I think there's a greater interest in food. But what's so interesting is the cooking is no better. People search for recipes on the internet based on what's in their fridge, instead of desiring to cook a food of a certain culture. You have to start from a recipe with a cultural grounding. People compliment me on my cooking, and I tell them, "Well, frankly, it's not me, I've just done some research and discovered that people have been making this for several hundred years, so it's a pretty good bet it's a good dish."
Right now many people can hardly imagine Syria beyond the context of the current war. Do you think there's something to gain by re-telling a story that shows a more human side of the country?

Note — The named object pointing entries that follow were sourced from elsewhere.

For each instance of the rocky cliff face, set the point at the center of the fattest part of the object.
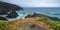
(9, 10)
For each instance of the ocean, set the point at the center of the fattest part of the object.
(50, 11)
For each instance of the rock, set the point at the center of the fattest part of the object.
(12, 15)
(2, 18)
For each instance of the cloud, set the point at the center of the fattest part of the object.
(35, 3)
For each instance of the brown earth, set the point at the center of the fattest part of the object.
(29, 24)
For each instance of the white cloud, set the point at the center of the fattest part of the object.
(35, 3)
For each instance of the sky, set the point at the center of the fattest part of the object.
(35, 3)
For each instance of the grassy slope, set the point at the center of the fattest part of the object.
(41, 21)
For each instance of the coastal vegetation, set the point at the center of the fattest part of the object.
(40, 21)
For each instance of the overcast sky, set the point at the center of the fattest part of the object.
(35, 3)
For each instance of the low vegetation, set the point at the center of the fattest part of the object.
(4, 25)
(53, 24)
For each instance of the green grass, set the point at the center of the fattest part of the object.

It's more true than ever now, given that the refugees from Syria themselves have been ostracized, which is a very odd thing. Usually refugees are welcomed, but not in all cases. In this case, these poor Syrians have to land on the shores of Europe or America and be locked out, simply because they're Syrians.
I don't imagine many writers will be able visit the country in the near future to tell more of those stories. What's your take on what Syria is like now?
I was a foreign policy analyst prior to being a writer, and one of my areas of expertise was the Middle East. And I would say if anyone tells you they know what's going on in Syria now, and what we should do ("we," being the United States), then they don't know what they're talking about. No one knows what's going on in Syria, including its participants. Take a look at a map of the division of forces in Syria, and it's incomprehensible.
The war has affected everything, including artichoke production. And food is being used as a weapon. It's no longer about production, it's about survival. So it's an entirely different world. It's not even about cooking, it's about survival and persistence. That's all it's about at this moment.
So what does that mean for Syria's food culture going forward? What's your sense of the diaspora now?
What Syria is going to amount to when this all ends is a big question mark, because "Syria" might not exist as a political unit, if it disintegrates. And then what do you have afterwards? There has been so many war crimes committed that there may be a point of no return, a point of no forgiveness. These are all big question marks.
In one sense, of course, the culture is going to continue to exist, even if Syria breaks apart, people will still live there.
And they will continue to cook what they've always cooked. Particularly because, in the Arab world, food changes slowly. In Syria, no one would think of adding or changing something to a dish. Take the recipe in the article, braised artichokes with fava beans. A Syrian cook would make it just like that, and will arguably continue to do so. Even if they end up as refugees in Minnesota, these people are going to tend to stick to their food and they'll cook their food. Now maybe their children will Americanize it, but they're going to cook their food, the food that they know.
So I don’t think the food is going to change that much, but what's changing is something a little bit deeper—about how people will culturally relate to fellow Syrians. It was a multicultural place—you once had Roman Catholic Christians, you have Greek Orthodox Christians, you have Sunni Muslims, you have Alawites, you have Druze, you have Armenians, and you have smaller little minorities like Kurds, and Yazidis. It's a complex multicultural country that have all now reformed along lines that didn't really exist before.
Are you looking to go back?
Well, I never went back to Syria. I had some plans to, but they never really formulated. Then the shit hit the fan. Now, no I have no interest in going to Syria, because there's no Syria to go to. It's all based on my memory, on my writing, on photographs and things like that. It's very sad. Syria will reform in the future. Things get better. The war in Serbia ended and people now go there on vacation. And that might happen.